- Friday | 29 Oct, 2021
- Ayesha Ilyas, Mahrukh Qazilbash
- Research Reports,Project Publications
Culling is a common practice in developing countries to manage the ever-growing population of stray dogs and reduce the chances of rabies’ spread as a result of dogbite. Every year municipal authorities poison or shoot thousands of stray dogs across the country which mainly sustain on garbage dumps and food surpluses of eateries. They are either culled for carrying diseases or fear of biting humans. Despite, there is no end to the ‘problem’; the dogs population keeps on increasing and their aggression towards pedestrians is becoming harsh. At least one million dog bite cases take place in Pakistan every year (Ahmed 2020) of which 2,000- 5,000 cases are believed to be of rabies (Jamal 2021).
In the first 10 months of 2020, the number of dog bite cases reported alone in Sindh was 0.15 million (150,000 dog bite cases 2020).
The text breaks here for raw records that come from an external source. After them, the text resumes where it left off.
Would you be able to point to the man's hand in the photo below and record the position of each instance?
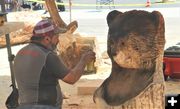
(88, 56)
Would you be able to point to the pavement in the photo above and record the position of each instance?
(92, 22)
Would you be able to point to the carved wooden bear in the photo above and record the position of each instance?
(135, 47)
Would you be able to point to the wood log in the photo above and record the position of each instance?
(52, 8)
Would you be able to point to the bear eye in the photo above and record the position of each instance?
(122, 43)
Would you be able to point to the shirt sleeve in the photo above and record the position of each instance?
(55, 65)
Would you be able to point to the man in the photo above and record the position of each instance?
(37, 69)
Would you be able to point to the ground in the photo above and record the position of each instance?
(75, 100)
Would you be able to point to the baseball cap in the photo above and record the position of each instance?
(46, 27)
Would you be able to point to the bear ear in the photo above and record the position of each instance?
(112, 15)
(159, 23)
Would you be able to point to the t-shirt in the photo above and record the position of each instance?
(37, 70)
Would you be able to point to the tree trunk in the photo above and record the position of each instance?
(52, 8)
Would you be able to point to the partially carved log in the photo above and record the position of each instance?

During the same period, 116,000 stray dogs were killed (Umair 2020). The Indus Hospital, Karachi claims that 40 to 50 per cent dog-bite victims, who are brought there for treatment are of under 15. The victims may have been subjected to the animals’ aggression because of their history of abuse and hunger. In Pakistani society, animals and dogs are usually subject to public hatred under the false pretext of being declared ‘unclean’ in the religious scriptures (Ilyas 2020).......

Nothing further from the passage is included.